American baseball player (born 1953)

Michael Evan Rowland (born January 31, 1953) is an American former pitcher in Major League Baseball who played for the San Francisco Giants in parts of two seasons from 1980 to 1981. Listed at 6' 3", 205 lb., Rowland batted and threw right handed. He was born in Chicago, Illinois.

Rowland attended Millikin University in Decatur, Illinois, where he played for the Millikin Big Blue baseball team in 1975.

The Giants selected Rowland in the 22nd round of the 1975 MLB draft. He garnered popularity in his short stint as a Giants middle reliever through his trademark moustache and permed hair.

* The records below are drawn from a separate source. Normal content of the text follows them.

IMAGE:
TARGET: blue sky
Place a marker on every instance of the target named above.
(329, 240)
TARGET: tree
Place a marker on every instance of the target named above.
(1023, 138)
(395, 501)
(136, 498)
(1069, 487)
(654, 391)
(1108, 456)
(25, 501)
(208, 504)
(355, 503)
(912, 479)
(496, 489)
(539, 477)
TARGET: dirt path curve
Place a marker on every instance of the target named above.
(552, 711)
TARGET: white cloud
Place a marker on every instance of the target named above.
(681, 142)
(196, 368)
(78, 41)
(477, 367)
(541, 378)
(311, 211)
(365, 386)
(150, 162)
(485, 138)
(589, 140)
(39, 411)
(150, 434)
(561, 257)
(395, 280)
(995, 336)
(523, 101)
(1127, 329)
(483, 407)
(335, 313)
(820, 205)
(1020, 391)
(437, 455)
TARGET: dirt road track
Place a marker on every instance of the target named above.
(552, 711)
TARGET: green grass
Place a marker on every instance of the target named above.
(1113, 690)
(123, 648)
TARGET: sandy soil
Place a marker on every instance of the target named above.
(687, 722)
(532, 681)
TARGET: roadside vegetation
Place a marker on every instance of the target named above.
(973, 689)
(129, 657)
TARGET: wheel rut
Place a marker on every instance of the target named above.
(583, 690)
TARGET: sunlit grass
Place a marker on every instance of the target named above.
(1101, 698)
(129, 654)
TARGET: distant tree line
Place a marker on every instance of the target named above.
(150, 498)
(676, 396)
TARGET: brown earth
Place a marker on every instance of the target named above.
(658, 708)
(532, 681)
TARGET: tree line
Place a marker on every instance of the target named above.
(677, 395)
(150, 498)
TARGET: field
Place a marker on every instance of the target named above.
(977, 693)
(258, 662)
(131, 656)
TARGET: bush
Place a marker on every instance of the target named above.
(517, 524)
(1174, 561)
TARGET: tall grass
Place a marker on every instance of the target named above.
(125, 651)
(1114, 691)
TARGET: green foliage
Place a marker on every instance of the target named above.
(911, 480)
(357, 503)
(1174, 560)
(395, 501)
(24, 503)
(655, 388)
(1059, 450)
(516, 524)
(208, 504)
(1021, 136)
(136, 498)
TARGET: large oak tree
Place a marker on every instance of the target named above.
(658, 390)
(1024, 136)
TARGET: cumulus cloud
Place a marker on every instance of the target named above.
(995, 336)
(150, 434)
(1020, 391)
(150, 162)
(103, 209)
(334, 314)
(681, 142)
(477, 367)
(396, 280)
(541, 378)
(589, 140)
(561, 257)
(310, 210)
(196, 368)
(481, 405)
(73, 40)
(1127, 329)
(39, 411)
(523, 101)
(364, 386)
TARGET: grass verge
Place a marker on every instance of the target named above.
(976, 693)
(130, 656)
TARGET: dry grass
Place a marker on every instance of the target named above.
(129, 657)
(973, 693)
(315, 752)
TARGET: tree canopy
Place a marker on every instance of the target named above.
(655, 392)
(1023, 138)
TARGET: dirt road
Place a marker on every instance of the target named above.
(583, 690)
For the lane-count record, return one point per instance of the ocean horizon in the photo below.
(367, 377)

Rowland made 28 pitching appearances for the Giants (one start), going 1–2 with a 2.74 earned run average without saves. In addition, he hit a single and drove in a run in his only major league at-bat. Rowland is the only person in MLB with a career batting average of 1.000 and at least one RBI and at least 1 win and an ERA under 3.00 .

Besides, Rowland posted a 64–78 record with a 4.28 ERA in eight Minor League seasons from 1975–1982, and also played winter ball with the Cardenales de Lara club of the Venezuelan League in its 1977-78 season.

Afterwards, Rowland gained induction into the Millikin University Athletics Hall of Fame as part of their 1984 Class.